Quando gli occidentali operano su di un manufatto storico ci sono due tipi di approccio possibile, il primo è, appunto, il restauro mimetico, quello del “come era/dove era, assorbire il danno e nascondere l’intervento è una via, ma per quanto riguarda il mio gusto, povera e limitante nell’intervento che dà spesso origine al fenomeno dei falsi storici. L’altra via di intervento è il restauro critico (corrente appoggiata, tra gli altri, da Roberto Pane e Cesare Brandi), che sceglie di evidenziare l'intervento con una serie di accorgimenti materici inequivocabili e creare una stratificazione leggibile dell’opera. Per gli asiatici tutta la parte “critica” del restauro non esiste. Loro preservano “la forma”. Ma per certi versi, nemmeno hanno il nostro stesso concetto di conservazione se pensiamo a quella storia del villaggio tradizionale con i tetti ancora fatti come nell’epoca sengoku perché, in effetti, quei tetti vengono sostituiti e rifatti uguali ogni anno. E così nel tempio del Fushimi Inari i torii rossi vengono sostituiti e rifatti uguali ogni volta che ce n’è bisogno e il castello di Osaka visto da lontano sembra perfetto ma quando ti avvicini vedi la plastica sagomata non troppo dissimile da quella del castello di Disneyland.

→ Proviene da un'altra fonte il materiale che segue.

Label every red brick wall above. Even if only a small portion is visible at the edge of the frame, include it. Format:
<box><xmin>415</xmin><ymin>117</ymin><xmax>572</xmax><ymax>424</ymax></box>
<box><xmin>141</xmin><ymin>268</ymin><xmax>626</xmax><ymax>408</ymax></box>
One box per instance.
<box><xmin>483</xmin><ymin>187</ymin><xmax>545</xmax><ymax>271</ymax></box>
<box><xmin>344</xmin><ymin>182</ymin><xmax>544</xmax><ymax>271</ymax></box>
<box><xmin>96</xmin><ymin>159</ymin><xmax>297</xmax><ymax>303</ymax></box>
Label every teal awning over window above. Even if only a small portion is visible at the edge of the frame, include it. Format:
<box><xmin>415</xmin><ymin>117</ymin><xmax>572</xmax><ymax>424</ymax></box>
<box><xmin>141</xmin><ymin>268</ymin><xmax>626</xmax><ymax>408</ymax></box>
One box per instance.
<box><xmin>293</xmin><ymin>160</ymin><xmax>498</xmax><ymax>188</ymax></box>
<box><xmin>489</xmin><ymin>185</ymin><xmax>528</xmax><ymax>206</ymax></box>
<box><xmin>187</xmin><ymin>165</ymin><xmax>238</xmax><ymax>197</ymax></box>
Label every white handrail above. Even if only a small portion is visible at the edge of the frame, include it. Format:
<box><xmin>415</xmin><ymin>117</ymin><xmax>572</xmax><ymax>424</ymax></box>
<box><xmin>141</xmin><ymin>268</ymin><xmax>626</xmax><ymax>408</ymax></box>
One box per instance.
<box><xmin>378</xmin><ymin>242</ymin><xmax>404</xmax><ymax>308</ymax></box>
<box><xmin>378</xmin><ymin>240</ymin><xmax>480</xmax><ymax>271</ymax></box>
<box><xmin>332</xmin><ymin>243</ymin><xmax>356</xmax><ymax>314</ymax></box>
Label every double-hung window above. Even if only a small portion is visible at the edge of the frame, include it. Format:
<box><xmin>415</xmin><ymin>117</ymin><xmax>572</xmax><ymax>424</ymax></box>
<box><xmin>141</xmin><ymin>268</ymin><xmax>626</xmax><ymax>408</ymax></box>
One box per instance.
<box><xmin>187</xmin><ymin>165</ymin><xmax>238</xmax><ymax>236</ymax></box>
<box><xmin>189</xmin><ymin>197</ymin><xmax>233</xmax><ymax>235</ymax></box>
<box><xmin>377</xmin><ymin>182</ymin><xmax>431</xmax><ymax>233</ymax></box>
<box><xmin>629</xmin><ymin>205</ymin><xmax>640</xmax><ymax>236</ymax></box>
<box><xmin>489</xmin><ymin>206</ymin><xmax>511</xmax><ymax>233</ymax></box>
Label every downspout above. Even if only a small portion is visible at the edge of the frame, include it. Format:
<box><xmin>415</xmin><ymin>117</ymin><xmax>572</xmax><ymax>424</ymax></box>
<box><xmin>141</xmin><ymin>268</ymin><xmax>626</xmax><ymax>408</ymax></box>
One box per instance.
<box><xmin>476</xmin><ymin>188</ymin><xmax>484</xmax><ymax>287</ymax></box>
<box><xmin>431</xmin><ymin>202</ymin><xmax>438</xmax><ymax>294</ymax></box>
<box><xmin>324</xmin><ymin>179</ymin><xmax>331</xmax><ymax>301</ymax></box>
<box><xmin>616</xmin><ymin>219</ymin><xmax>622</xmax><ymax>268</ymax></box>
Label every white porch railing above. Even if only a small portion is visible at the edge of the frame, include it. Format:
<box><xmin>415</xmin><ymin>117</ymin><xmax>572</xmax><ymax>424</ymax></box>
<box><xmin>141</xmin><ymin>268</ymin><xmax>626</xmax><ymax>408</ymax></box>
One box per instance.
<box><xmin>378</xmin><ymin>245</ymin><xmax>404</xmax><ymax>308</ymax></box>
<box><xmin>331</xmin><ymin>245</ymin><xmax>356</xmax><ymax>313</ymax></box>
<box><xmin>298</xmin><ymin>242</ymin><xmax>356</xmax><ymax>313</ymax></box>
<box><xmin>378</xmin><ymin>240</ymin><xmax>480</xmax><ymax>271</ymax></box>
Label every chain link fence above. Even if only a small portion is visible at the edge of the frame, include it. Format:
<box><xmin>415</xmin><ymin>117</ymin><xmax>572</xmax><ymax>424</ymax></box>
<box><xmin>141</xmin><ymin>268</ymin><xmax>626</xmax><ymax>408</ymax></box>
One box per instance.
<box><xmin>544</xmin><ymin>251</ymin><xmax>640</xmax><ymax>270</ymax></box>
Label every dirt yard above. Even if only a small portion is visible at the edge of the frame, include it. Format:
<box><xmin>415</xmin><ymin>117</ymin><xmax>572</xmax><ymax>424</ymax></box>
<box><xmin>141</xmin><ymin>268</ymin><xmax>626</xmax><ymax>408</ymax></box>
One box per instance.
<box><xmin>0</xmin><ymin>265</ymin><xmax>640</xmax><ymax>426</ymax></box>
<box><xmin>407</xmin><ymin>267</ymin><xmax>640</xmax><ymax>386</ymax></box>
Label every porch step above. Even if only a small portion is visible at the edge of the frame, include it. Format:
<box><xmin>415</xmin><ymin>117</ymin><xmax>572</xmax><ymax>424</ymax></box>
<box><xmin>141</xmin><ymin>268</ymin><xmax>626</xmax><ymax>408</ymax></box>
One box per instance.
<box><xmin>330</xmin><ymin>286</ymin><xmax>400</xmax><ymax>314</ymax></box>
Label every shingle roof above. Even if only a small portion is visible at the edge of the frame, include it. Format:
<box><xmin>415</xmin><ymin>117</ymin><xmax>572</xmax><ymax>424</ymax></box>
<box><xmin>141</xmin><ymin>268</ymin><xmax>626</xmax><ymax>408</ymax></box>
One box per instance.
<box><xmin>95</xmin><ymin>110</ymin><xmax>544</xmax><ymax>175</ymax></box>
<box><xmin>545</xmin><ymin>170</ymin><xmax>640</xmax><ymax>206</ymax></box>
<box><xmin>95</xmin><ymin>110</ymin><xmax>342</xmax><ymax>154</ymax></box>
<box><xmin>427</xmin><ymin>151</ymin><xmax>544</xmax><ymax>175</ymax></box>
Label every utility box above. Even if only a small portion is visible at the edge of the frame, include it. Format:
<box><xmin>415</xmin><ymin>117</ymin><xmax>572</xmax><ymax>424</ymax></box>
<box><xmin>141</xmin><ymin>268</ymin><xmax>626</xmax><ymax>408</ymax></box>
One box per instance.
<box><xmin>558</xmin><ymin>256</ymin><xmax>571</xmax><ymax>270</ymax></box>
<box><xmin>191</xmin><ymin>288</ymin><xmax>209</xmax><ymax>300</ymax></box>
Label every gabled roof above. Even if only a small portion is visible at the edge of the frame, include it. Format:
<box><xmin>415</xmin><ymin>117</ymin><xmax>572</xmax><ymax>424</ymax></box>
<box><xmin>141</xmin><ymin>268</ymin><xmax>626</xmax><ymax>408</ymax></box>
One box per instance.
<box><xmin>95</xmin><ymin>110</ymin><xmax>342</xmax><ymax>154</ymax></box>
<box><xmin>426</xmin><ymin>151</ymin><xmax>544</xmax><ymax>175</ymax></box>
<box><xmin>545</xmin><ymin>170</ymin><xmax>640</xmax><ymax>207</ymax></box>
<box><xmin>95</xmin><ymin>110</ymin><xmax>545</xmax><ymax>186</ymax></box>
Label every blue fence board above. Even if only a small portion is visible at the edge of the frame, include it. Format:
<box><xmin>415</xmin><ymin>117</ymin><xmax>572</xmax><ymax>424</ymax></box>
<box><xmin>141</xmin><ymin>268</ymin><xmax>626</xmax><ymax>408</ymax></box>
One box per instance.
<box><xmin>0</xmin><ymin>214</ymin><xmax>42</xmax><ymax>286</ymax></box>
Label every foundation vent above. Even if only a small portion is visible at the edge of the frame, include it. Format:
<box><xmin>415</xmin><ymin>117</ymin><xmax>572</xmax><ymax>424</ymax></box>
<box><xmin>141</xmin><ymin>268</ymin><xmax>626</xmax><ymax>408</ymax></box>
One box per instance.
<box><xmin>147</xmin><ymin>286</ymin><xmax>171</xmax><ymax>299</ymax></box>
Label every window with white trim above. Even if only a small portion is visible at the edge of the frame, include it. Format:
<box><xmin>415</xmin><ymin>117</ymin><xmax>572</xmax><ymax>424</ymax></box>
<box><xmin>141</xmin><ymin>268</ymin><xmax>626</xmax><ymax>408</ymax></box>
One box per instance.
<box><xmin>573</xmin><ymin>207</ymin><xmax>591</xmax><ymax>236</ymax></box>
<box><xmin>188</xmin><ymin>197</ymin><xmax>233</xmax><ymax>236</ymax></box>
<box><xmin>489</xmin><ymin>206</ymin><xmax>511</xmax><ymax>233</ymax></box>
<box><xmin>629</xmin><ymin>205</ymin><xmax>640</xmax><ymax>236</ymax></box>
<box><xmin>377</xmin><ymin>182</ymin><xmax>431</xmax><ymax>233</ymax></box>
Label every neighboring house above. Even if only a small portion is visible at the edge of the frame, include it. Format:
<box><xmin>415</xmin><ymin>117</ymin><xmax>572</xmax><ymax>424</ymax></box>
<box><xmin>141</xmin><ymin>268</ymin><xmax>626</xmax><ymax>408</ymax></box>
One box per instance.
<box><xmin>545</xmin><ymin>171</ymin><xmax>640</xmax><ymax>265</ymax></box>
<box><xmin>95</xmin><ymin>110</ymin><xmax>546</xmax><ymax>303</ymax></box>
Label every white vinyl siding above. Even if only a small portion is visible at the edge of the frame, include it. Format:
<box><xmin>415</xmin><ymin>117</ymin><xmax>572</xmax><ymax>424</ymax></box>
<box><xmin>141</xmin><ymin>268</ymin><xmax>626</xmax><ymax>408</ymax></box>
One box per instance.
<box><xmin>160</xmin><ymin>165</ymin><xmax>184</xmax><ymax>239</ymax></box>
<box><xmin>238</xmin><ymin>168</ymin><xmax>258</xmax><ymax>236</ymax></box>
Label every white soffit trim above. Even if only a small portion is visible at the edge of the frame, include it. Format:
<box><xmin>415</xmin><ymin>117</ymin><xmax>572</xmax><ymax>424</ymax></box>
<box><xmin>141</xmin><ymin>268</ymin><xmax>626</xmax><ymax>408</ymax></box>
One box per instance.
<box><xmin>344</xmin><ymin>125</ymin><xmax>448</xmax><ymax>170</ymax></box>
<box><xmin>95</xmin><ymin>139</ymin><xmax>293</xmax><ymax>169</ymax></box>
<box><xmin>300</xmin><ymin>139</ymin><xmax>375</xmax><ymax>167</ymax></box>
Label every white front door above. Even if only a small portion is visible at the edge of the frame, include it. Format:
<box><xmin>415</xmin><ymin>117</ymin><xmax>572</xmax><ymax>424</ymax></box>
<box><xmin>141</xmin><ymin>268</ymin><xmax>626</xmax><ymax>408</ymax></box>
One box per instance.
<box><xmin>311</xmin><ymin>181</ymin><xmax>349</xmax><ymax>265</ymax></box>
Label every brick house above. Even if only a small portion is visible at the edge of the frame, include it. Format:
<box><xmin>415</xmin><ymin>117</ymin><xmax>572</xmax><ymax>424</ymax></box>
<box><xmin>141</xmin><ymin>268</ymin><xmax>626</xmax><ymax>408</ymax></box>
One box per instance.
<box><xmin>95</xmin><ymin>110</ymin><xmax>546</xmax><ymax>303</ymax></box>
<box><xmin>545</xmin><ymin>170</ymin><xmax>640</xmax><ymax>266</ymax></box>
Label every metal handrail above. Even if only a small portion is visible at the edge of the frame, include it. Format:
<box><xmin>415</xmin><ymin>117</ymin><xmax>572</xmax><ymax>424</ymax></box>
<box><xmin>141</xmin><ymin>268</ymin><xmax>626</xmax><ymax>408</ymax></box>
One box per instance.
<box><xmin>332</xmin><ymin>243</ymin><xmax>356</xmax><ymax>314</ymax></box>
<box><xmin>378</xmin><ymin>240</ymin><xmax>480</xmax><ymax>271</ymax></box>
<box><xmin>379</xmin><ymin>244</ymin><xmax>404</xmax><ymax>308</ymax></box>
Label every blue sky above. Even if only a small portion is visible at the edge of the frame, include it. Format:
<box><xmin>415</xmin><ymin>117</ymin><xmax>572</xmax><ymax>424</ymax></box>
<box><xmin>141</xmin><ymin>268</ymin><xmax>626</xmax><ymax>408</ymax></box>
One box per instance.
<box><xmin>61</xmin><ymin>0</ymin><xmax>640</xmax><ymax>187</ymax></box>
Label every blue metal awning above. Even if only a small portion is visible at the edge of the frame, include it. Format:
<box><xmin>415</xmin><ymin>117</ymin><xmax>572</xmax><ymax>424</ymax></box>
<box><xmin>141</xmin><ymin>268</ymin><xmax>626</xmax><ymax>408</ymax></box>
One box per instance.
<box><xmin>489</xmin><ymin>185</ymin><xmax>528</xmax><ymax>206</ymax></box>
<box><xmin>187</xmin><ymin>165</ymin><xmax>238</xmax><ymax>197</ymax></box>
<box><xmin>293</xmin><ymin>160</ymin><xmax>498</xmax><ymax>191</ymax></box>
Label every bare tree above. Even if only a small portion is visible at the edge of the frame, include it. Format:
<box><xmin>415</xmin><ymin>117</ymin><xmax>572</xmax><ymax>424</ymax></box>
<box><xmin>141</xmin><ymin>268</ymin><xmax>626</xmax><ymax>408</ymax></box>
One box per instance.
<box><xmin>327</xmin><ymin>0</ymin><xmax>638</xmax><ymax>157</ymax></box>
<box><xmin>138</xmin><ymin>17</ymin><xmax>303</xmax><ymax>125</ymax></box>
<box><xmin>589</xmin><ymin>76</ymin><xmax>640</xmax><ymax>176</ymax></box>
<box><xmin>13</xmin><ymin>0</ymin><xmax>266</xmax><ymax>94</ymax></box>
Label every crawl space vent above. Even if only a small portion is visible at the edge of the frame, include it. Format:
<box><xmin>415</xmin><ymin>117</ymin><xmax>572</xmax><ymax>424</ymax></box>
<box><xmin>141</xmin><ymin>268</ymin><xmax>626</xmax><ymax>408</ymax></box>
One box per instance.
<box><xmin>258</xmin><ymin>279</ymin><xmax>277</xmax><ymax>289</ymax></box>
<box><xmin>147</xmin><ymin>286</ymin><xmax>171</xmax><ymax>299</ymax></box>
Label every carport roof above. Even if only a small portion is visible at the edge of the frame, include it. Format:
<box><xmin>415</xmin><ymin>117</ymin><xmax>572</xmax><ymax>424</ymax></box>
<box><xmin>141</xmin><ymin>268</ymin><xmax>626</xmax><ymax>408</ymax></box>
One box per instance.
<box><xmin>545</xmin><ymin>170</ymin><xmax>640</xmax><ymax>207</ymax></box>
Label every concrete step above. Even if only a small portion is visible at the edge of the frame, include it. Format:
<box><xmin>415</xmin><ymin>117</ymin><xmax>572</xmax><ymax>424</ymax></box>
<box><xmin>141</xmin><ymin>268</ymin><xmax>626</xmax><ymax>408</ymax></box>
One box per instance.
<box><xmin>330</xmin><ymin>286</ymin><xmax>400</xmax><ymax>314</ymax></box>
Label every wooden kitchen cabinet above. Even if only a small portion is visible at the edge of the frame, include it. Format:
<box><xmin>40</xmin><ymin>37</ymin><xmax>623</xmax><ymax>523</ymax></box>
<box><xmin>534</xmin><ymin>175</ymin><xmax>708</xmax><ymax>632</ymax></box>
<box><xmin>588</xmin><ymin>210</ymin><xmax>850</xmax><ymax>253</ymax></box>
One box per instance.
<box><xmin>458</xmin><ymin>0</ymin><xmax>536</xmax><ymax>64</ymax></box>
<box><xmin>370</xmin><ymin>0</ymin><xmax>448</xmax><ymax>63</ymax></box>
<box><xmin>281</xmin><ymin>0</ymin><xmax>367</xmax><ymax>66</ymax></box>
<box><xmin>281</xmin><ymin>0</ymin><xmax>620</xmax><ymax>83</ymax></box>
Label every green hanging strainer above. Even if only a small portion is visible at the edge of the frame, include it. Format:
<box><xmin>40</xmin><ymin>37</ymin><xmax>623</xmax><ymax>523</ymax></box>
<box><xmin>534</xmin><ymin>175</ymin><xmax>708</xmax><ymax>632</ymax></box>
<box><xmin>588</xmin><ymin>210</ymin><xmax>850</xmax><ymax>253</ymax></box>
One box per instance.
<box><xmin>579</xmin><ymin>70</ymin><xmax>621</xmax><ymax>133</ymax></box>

Perché per loro preservare la forma è conservare e il materiale di cui è fatto poco importa, collegato comunque anche ad una certa fiducia nella ciclicità della vita. Noi invece amiamo le nostre pietre. È il paradosso della Nave di Teseo a cui rispondiamo in modo diverso a seconda della nostra cultura, o sensibilità.

La Pixel Remasterd sposa esattamente questo tipo di ragionamenti riproponendo i giochi classici della serie Final Fantasy come l’emulazione non potrebbe mai farli apparire e, ancora di più del remake del VII e le remastered dei titoli dell’era 3D, li avvicina alla purezza dell’idea che vive nella mente di chi li ha giocati. I pixel non sono stretchati, l’immagine non è spalmata su una superficie troppo grande che ne deforma i tratti e il ricordo, sono "restaurati in maniera mimetica" per fingere di essere quanto più originali possibili sotto il profilo estetico, con in più tutta una serie di opzioni per scalare l’esperienza di gioco e venire incontro al giocatore contemporaneo, moltiplicando l’oro e l’esperienza ottenuta dagli scontri casuali, oppure disattivarli del tutto, scegliere tra due tipi di font o accendere e spegnere le scanline per impastare o meno l’immagine per ammiccare al vecchio hardware, oppure scegliere tra una versione classica o riarrangiata delle musiche.

La Pixel Remasterd quindi si arricchisce di un valore antologico, più che filologico, ma che al di là delle modifiche permette di assaporare il crescendo di complessità e l’evoluzione della serie che dagli albori mosse i primi passi fino a raggiungere il sesto capitolo, considerato uno dei massimi esponenti del genere, da un’idea minima, essenziale, debitrice tanto al mondo dei giochi di ruolo cartacei che di Ultima e che via via inizia ad inglobare elementi della cultura giapponese coeva moltiplicando i riferimenti e, all’interno della costruzione del suo monomito, concludersi sempre verso l’inevitabile “scontro contro Dio”.

Per me una collezione imprescindibile, che ho passato molte delle ore spese a videogiocare a recuperare scientificamente i capitoli rimasterizzati su PS4 (VII e IX) e che ancora guarda un po’ male la pesante assenza di una riedizione all-in-one della trilogia del XIII e, volendo, sperare in un remake in 2.5D dei due Tactics.